Esperaba encontrarme con cualquier cosa, excepto con un hombre tan atractivo, aunque su seriedad es terrorífica.
—¿Qué? ¿Tengo algo en la cara?
—Ojos y amargura.
—Mantén distante a tu hermana — caminó hacia la puerta y lo seguí con la mirada.
—¿Por qué?
—Simplemente hazlo.
—No se vaya. No me deje sola.
—No vine a hacerme amigo tuyo, vine a acabar con el escándalo que interrumpió mi sueño.
—¿Siempre debe ser tan cortante? ¿No le han enseñado que si no tiene nada bueno que decir, mejor permanezca en silencio?
—Aplícalo en ti.
—¿Por qué quiere alejarme de mi hermana?
—Digamos que es una bomba de tiempo.
—Di las cosas completas o mejor no digas nada. ¿Qué pasa con mi hermana? Siento que es tu hermana quien la está poniendo en mi contra.
—¿Mi hermana? ¿Hay necesidad de tirarle el fango a alguien más por lo que provocas tú misma?
—¿Yo? Todo lo que he hecho es cuidar de ella. Si no hubiera tomado la decisión de casarme con usted y venir aquí, nuestra relación seguiría igual.
—Y ella seguiría postrada en una cama y en un sillón de ruedas. ¿No estás siendo muy egoísta y cruel, deseando regresar a la miserable vida que tenían antes? A la que salga de aquí, no garantizo que ella pueda seguir con este estilo de vida que lleva ahora. Aun así, ¿quieres llevártela?
—¿Qué estás queriendo decir? ¿Volverá a perder la movilidad de las piernas?
—Probablemente.
—Dijiste que la habías curado.
—Digamos que la recuperación de tu hermana es como un espejo. Depende del ángulo en que lo mires.
—No entiendo lo que quieres decir.
—No importa. Algún día lo entenderás. Apresúrate y toma una decisión, no tengo todo el día. ¿Vas a quedarte o no?
No puedo hacerlo. No puedo arrebatarle la felicidad que ella ha tenido al haber recuperado la movilidad de las piernas. Estaría condenándola a pasar por el mismo sufrimiento.
—Me quedaré.
—Eso pensé.
—¿Qué has dicho?
Salió de la habitación sin decir nada más, pero no sé por qué esas palabras me resultaron tan familiares.
Los siguientes días estuve distanciada de mi hermana, pero no por decisión propia, sino porque ella misma ha decidido mantenerse distante de mí. He matado el tiempo en la biblioteca, limpiando, recogiendo y leyendo los únicos libros que no estaban en latín. Encontré nuevas joyas, bastante antiguas y las páginas malogradas debía pasarlas con suavidad para no quedarme con ellas en las manos. Parecían haber estado en contacto con agua, pues tenían algunas manchas.
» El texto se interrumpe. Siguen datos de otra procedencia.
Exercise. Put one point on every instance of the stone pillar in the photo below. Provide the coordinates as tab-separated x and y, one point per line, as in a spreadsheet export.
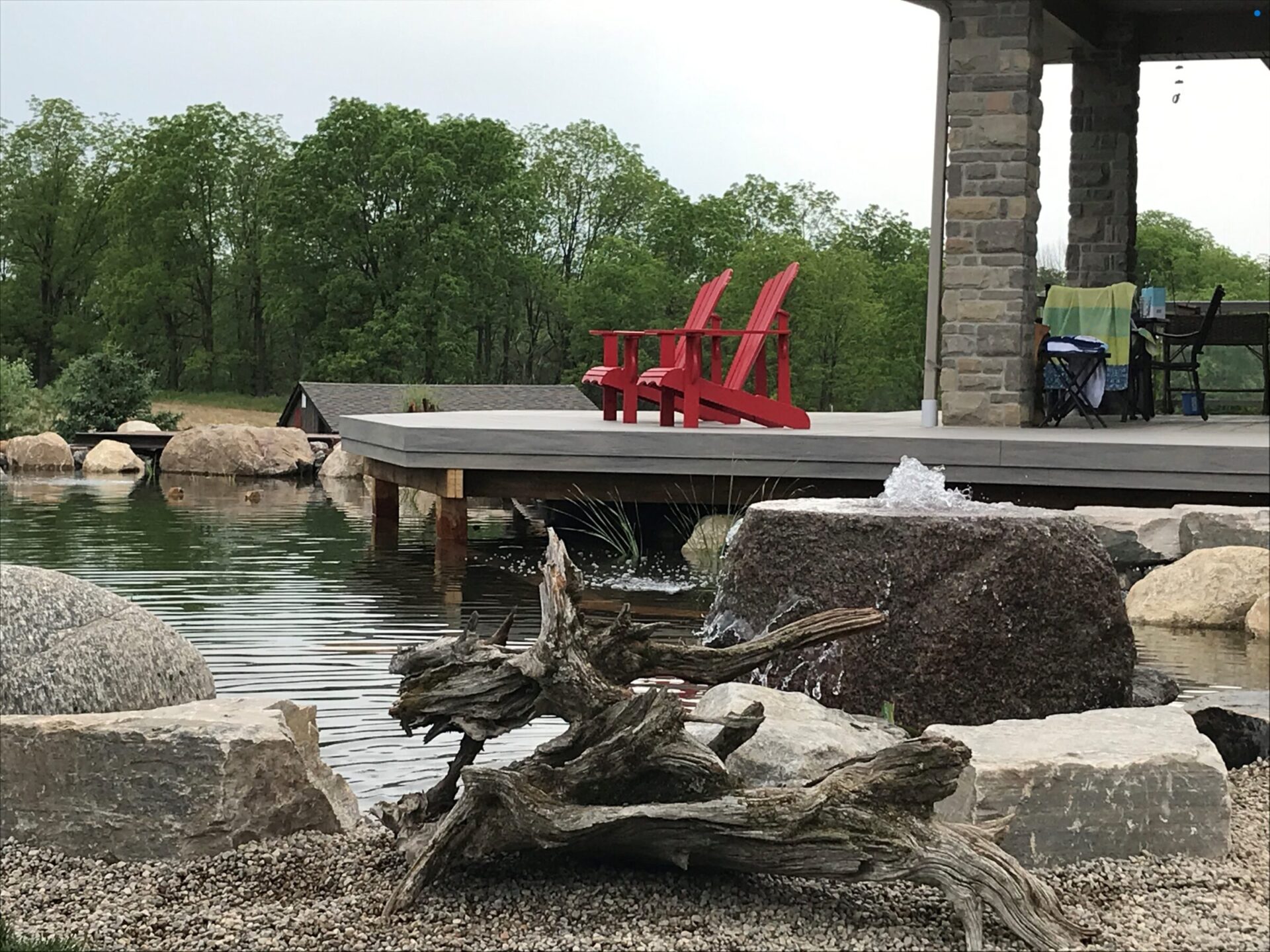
988	353
1103	179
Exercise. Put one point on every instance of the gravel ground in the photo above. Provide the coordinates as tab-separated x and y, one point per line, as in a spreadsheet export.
318	891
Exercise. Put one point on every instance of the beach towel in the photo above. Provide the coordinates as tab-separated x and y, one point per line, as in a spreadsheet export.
1095	313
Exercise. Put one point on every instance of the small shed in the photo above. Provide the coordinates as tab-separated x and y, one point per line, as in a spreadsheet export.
318	407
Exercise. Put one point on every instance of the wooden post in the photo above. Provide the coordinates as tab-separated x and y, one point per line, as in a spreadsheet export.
452	508
385	514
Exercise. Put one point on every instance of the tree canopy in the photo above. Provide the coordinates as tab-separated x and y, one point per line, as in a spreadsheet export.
390	245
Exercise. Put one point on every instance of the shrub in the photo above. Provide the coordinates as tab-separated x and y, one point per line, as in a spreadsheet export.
23	408
99	391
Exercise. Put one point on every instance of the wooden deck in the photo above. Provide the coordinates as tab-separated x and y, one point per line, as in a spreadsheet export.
552	455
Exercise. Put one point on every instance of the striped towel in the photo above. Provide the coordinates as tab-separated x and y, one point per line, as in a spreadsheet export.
1096	313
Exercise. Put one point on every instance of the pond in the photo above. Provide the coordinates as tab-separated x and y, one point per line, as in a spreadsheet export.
291	598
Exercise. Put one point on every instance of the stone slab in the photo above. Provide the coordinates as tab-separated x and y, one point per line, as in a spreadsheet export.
181	781
1100	783
799	740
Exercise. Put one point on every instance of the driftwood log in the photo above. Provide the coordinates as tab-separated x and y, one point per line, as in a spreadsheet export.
626	779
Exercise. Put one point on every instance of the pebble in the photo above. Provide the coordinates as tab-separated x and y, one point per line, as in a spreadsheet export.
316	891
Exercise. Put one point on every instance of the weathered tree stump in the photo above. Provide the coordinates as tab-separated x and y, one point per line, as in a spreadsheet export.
626	781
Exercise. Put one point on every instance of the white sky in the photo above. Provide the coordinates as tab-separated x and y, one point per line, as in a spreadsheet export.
840	93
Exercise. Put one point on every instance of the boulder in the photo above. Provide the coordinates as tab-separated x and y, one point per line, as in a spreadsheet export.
237	450
69	647
994	611
1257	619
113	456
709	536
1152	688
1236	721
46	451
1101	783
1136	536
799	739
342	465
1218	526
175	782
1210	588
138	427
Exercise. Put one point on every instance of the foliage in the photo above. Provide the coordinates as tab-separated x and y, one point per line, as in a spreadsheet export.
102	390
13	942
394	247
23	408
418	399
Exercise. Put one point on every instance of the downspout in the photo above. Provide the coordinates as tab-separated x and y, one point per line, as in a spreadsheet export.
935	264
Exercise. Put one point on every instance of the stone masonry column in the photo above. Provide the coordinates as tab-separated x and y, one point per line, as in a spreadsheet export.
988	356
1103	179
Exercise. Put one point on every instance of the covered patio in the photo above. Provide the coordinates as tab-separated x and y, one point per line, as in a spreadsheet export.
982	298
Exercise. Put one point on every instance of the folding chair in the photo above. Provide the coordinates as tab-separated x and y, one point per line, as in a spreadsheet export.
1075	362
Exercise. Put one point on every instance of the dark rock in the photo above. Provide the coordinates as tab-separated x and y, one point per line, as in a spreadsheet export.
69	647
1236	721
1152	688
994	611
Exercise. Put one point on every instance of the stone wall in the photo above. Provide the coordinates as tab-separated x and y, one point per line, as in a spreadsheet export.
1104	165
988	356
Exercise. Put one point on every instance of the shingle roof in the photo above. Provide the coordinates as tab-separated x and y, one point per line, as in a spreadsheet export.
335	400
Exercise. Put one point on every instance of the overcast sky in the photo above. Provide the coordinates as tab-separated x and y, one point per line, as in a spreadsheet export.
841	93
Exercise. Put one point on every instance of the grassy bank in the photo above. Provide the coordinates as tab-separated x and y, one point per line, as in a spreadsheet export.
197	409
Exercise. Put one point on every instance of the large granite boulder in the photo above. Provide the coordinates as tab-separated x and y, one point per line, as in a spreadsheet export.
992	611
45	451
1136	536
1101	783
237	450
1236	721
1217	526
342	465
113	456
1210	588
799	739
1257	619
69	647
138	427
179	781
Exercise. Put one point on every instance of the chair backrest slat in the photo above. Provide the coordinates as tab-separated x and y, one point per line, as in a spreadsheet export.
769	302
698	317
1206	328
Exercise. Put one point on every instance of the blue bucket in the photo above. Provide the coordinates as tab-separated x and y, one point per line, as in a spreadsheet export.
1193	404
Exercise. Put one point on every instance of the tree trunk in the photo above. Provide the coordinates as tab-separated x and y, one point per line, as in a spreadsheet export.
626	781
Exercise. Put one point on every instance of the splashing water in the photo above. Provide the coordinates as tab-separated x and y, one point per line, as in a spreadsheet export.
912	485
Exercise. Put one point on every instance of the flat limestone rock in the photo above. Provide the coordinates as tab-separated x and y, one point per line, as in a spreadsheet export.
992	611
1101	783
1136	535
112	456
70	647
1236	721
1210	588
1216	526
342	465
182	781
237	450
799	739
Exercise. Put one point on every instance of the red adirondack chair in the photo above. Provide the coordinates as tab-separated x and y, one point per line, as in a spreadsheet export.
680	380
622	379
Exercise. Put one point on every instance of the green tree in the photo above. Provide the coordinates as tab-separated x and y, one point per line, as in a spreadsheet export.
56	175
182	280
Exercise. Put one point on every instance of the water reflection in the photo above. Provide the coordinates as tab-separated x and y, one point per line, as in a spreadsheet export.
291	597
1205	658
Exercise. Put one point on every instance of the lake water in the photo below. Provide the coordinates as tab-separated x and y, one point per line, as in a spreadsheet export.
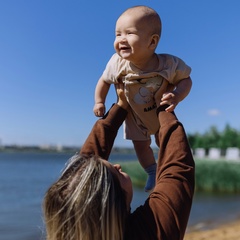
24	178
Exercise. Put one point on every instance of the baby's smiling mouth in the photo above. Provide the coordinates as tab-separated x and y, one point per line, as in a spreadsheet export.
124	48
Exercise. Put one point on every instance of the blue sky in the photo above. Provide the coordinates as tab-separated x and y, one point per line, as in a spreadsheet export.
53	52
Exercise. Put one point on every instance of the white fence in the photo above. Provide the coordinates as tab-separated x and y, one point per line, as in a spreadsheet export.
215	153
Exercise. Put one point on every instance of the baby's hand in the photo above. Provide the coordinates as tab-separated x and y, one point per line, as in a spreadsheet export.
99	109
170	98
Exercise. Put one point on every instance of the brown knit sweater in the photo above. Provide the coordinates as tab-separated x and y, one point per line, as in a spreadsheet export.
165	213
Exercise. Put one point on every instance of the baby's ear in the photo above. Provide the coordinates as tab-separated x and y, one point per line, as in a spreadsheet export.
154	41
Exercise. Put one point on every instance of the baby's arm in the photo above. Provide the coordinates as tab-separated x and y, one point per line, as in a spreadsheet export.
101	92
172	98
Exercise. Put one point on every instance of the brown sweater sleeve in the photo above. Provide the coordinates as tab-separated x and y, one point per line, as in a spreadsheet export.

Con ayuda del candelabro de bronce, acomodé algunos libros en la estantería. En este lugar casi no hay claridad y más por el mal tiempo. La tormenta aún no cesa, los días han estado lluviosos y más fríos que de costumbre. Durante la noche he escuchado aullidos de lo que parecen ser lobos. Da mucho miedo, porque la habitación parece vibrar a la par del sonido.
Una figura cayó de la estantería, parecía hecha en cedro, a diferencia de las que había movido y organizado. La tomé en mis manos y, aunque planificaba ponerla de vuelta, me llamó la atención lo que mostraba. En ella había tallada una mujer de cabello largo, rodeando el cuerpo desnudo de otra mujer. No sé por qué las imágenes de ese sueño invadieron mi mente. Debajo de la figura no había una firma, como en las demás, sino que aparecía el mismo círculo.
«Ella me ha encontrado» fueron las palabras que escuché. Era la voz de una mujer la que repetía esas palabras y retumbaba en mi cabeza. «Has sido atada eternamente a mí». Sentí como si esa figura estuviera susurrando y respirando en la palma de mi mano. La dejé caer retrocediendo, hasta que sentí que tropecé de espalda con alguien.
—Aquí estás — oí la voz de Viktoria, y casi sufro un infarto de la impresión.